Wearable Medical Devices
Wearable devices will be increasingly used by individuals during 2023 to track their own health and exercise activity, as well as by clinicians to monitor patients remotely. The “Internet of Medical Things” has rapidly expanded in recent years from simple devices designed to track vital signs such as heart rate and blood oxygen levels to smart watches capable of sophisticated scans such as ECGs, smart textiles that can detect blood pressure and predict the risk of heart attacks, and smart gloves that can reduce the tremors suffered by patients with Parkinson’s Disease. As well as physical illness, a growing emphasis is being placed on developing wearable devices capable of monitoring and detecting signs of mental illnesses. A study was published this year showing how physical indicators such as activity levels, sleep patterns, and heart rate can be used to detect when individuals may be at risk of depression, and we may start to see medical wearables incorporating some of this functionality soon.
In 2023, we will increasingly see wearable medical devices acting as “edge” devices, which means they will be equipped with processors and capable of utilizing in-device analytics rather than requiring that data is sent back and forward between the device and the cloud to be processed. This has two main benefits: The first is privacy, as sensitive patient personal data never has to leave the device. Secondly, there’s speed – which is critical in the case of devices designed to detect and warn of potentially life-threatening conditions in real time.

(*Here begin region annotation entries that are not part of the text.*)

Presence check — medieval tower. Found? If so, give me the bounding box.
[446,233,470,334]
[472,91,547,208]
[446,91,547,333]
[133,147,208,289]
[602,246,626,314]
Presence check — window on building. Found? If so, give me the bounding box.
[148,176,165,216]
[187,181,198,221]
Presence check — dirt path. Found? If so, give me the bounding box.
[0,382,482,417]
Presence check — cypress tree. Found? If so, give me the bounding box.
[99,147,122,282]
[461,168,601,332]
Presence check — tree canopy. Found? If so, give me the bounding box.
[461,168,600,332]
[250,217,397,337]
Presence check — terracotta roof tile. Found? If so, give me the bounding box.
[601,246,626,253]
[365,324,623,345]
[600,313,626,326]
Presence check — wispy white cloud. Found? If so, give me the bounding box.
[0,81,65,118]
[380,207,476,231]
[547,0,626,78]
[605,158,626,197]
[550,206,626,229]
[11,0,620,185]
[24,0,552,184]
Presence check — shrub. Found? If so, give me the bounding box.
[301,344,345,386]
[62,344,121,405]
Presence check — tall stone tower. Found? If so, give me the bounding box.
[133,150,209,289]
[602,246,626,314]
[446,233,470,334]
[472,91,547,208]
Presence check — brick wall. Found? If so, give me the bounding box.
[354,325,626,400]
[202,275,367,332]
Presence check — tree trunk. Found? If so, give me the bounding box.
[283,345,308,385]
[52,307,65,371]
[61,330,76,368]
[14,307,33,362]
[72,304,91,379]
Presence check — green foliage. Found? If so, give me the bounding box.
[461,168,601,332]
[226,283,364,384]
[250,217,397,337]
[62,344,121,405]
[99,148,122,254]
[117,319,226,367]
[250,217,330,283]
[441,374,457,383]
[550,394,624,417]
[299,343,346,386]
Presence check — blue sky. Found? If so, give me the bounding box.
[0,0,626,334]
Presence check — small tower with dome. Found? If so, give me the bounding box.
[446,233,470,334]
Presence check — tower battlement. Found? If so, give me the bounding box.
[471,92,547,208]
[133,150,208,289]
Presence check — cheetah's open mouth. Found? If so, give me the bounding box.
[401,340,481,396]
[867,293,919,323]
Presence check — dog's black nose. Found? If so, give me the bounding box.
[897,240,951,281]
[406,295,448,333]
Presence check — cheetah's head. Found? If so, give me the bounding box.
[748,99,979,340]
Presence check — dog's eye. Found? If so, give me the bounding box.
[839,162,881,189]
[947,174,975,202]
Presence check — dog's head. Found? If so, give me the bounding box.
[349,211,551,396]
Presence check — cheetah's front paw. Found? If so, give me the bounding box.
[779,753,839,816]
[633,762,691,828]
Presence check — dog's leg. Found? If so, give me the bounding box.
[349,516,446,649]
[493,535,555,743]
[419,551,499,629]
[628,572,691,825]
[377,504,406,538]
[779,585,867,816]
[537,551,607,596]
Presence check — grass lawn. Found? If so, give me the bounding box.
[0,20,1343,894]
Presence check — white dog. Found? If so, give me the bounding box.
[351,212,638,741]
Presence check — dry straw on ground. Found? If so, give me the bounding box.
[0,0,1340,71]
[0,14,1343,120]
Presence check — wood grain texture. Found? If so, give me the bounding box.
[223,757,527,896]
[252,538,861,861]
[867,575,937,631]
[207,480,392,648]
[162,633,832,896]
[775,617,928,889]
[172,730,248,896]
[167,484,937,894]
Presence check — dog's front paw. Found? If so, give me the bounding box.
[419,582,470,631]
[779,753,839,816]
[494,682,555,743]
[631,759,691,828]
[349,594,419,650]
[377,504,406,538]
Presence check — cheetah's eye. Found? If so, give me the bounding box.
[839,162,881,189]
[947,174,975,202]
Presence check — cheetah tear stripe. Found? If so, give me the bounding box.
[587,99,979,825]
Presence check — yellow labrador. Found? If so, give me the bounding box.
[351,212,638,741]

During 2023, patients will have more opportunities to receive healthcare delivery that is personalized specifically to them. This includes the concept of precision medicine, where drugs and other treatments are specifically tailored to a group of patients – based on factors such as age, genetics or risk factors – rather than administered on a one-size-fits-all approach. The most advanced and precise forms of personalized healthcare take into account a person’s genetic information or genome and can help healthcare practitioners predict how effective specific drugs will be or whether they are likely to suffer from side effects. AI and ML algorithms are sometimes used to assist with these predictions.
The term personalized healthcare is also sometimes used in relation to moves to allow patients to make more choices about how their care is planned and delivered. This usually involves drawing up a personal treatment plan for an individual, considering their own circumstances, opinions and beliefs when making choices about how and where they should be treated. As is also true in industry and the wider economy outside of healthcare, every form of personalization is likely to be a major trend throughout 2023.